At Sarana, we schedule return acupuncture appointments at 10 minute intervals yet you almost never have 10 consecutive minutes of your acupuncturist's time. What are we doing when we're not treating you? Here's the view from my side of clinic operations.
My clinic day begins the previous evening. I'm not an early riser so I look at scheduled clients' charts on-line the night before. I make a list of who I'm seeing along with reminders of things I want to follow-up. I usually arrive at Sarana before 9 am, about 30-40 minutes before my morning shift starts. This gives me time to turn on the lights and heat, make sure that the chairs are neat, the bathrooms clean, and to check for stray needles on the floor. Meanwhile, one of Sarana's team of wonderful receptionists arrives to print out the list of clients for the day, check telephone messages, and set up the waiting area. By now, I will have about 5-10 minutes to open the back-area computer where we do on-line charting and look up the records of clients who booked in the last 12 hours. Or if someone comes early, I can get an early start.
Treating – the part of our interaction that you experience – is limited to about 5 minutes of talking, feeling pulses, adjusting pillows, inserting needles, and spreading blankets. Once I've done these and wished you a good nap, I have to trust that the healing process is set up. What happens to you next is a result of time, the group energy in the room, your ability to go into deep relaxation, and the needles doing whatever they do. Now it's time for me to move on.
Having treated you, I take a look around the room and make sure that everything appears in order. It's my job to “hold the space”, to be aware of what's going on, to ensure that you can nap securely. If other clients have entered the treatment area, I will want to greet them. If several arrive simultaneously, I will want to let them know how long they can expect to wait. If someone has woken, I will check if it is time to remove needles. If someone has left, I will “fluff” the recliner and make the area welcome for a new arrival.
I also need to record treatment notes for each client. If I have a gap in my schedule, I can type notes directly to each client's record.
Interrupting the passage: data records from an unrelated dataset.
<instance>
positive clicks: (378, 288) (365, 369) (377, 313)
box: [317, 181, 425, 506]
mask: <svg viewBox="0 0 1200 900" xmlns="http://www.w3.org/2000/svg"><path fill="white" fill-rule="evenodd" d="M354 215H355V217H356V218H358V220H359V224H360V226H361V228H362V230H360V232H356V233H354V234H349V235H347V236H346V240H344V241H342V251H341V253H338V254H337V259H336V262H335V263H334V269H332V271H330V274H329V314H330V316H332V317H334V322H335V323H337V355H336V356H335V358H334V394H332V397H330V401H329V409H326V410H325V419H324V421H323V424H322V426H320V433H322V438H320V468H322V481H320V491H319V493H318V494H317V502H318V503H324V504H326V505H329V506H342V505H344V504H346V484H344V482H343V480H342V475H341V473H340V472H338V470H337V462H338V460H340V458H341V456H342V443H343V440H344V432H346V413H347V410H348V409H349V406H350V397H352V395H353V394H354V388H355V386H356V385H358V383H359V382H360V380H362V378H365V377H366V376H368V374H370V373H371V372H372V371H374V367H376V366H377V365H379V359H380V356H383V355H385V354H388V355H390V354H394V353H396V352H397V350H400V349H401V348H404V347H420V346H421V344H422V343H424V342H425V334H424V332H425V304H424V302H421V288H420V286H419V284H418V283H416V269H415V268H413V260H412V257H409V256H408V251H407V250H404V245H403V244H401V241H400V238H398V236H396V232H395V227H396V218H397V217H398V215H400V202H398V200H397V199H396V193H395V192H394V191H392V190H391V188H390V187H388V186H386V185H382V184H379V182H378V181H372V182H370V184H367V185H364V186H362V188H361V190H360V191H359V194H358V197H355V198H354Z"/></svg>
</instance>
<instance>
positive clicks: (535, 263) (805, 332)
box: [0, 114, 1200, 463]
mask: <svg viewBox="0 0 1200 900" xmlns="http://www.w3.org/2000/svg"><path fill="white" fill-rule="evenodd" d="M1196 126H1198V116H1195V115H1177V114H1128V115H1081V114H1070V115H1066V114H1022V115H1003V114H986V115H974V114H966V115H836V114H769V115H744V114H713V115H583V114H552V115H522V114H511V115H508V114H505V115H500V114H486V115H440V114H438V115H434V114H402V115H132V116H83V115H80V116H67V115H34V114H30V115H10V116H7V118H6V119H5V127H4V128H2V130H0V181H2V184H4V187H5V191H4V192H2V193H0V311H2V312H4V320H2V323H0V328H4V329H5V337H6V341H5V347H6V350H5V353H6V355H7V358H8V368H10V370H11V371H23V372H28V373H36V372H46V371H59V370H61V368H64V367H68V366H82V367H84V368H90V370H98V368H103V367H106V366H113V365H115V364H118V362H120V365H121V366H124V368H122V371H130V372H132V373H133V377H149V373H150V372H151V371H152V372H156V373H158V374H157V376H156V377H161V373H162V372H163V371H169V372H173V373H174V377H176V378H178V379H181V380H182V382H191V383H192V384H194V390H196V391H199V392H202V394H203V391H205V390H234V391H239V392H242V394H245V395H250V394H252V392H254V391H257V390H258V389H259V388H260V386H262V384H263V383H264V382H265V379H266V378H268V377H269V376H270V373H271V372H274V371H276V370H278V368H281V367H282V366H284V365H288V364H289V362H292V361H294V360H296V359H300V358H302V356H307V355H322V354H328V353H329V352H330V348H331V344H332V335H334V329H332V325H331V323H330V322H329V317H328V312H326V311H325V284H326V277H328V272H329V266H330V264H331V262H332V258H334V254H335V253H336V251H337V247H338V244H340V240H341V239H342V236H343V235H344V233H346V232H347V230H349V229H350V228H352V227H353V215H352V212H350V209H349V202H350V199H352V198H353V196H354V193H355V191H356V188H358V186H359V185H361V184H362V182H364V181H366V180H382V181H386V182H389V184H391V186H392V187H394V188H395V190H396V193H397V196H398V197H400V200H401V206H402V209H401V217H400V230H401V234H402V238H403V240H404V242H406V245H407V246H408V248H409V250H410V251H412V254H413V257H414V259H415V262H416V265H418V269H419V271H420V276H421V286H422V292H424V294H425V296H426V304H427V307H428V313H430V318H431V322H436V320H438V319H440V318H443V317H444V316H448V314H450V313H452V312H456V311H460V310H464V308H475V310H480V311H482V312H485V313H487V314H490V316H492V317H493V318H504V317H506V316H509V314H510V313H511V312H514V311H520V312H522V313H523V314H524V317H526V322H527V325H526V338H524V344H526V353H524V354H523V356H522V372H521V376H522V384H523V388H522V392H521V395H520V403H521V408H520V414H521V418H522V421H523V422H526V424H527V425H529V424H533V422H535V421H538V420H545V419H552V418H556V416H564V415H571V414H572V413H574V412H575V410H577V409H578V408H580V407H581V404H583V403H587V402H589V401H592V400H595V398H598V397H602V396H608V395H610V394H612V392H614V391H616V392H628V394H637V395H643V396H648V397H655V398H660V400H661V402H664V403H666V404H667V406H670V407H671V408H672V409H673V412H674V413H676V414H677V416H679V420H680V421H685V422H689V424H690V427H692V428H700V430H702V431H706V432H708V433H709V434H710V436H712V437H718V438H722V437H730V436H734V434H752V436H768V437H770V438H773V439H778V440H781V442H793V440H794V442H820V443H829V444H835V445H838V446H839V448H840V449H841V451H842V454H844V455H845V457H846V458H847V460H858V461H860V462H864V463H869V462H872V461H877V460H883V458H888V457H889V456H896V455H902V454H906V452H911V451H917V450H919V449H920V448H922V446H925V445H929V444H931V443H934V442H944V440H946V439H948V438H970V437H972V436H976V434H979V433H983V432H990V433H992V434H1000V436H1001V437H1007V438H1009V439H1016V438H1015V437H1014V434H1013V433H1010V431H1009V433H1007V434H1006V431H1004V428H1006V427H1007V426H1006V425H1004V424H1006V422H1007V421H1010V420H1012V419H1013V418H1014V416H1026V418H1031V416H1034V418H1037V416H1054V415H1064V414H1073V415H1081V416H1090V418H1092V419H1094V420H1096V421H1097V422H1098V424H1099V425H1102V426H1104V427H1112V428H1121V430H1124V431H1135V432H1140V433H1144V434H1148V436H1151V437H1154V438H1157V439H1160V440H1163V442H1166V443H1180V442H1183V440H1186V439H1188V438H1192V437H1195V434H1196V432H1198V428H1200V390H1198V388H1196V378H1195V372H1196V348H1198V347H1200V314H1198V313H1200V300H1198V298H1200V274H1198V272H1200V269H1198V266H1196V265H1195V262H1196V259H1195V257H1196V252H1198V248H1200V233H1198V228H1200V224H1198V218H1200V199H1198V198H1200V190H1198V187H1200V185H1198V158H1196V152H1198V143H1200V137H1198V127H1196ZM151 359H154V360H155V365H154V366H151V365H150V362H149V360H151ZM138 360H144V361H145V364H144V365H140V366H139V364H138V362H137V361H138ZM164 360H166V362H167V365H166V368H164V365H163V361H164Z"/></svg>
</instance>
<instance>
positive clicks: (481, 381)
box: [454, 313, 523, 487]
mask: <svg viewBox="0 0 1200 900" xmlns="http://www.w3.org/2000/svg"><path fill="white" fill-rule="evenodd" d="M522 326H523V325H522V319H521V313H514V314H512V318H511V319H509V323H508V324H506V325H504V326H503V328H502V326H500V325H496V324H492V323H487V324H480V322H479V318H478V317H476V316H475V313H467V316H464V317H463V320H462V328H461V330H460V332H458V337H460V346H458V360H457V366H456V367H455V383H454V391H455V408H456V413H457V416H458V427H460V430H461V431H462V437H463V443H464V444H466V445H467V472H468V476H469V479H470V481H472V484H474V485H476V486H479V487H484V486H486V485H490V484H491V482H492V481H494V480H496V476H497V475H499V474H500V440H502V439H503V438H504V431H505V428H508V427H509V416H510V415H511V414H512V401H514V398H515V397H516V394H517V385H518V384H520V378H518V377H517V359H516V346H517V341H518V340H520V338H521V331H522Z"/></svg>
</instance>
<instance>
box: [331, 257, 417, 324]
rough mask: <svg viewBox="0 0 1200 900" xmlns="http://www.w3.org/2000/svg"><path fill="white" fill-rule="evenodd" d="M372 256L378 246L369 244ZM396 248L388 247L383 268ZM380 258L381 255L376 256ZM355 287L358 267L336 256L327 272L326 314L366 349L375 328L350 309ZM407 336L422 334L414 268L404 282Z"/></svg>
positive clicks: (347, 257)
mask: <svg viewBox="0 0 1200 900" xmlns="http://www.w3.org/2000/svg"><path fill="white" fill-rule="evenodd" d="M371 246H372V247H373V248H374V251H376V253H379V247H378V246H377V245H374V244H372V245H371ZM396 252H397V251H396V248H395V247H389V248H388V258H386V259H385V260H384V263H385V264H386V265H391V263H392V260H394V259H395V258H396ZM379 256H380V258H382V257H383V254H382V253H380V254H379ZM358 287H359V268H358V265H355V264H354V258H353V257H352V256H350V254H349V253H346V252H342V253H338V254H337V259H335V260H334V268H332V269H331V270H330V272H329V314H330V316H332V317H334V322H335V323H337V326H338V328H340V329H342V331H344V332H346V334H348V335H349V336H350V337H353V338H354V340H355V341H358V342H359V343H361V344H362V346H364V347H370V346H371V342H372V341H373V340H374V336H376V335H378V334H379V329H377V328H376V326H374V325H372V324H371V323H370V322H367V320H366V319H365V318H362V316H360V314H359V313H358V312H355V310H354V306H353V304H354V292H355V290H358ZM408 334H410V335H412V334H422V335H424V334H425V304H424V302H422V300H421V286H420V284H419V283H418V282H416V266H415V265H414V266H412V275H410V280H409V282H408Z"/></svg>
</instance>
But if the schedule is busy, after every 2nd or 3rd, or 4th client, I will need to jot notes on my cheat-sheet: a list of points needled, requested wake-up times, and sometimes reminders of chief complaint or future follow-up.
A few times each shift, I will check in with the front desk area, sometimes to verify the identity of a client I don't recognize, sometimes just to see if everything is running smoothly. I must also take care of my own needs, check that the bathrooms are still clean and stocked with hand towels, and wash my hands frequently.
At the end of my shift, I need to have written a chart note for every client I've seen. On a busy day, this could be 25-or-so people. Sometimes, I also need to follow through on things I've promised clients: information, herb prescriptions, billing statements. Typically, I'm done by about 3:30pm on a day when I'm scheduled to treat people from 9:30am to 2pm. By this time, I'm ready for lunch and my own acu-nap.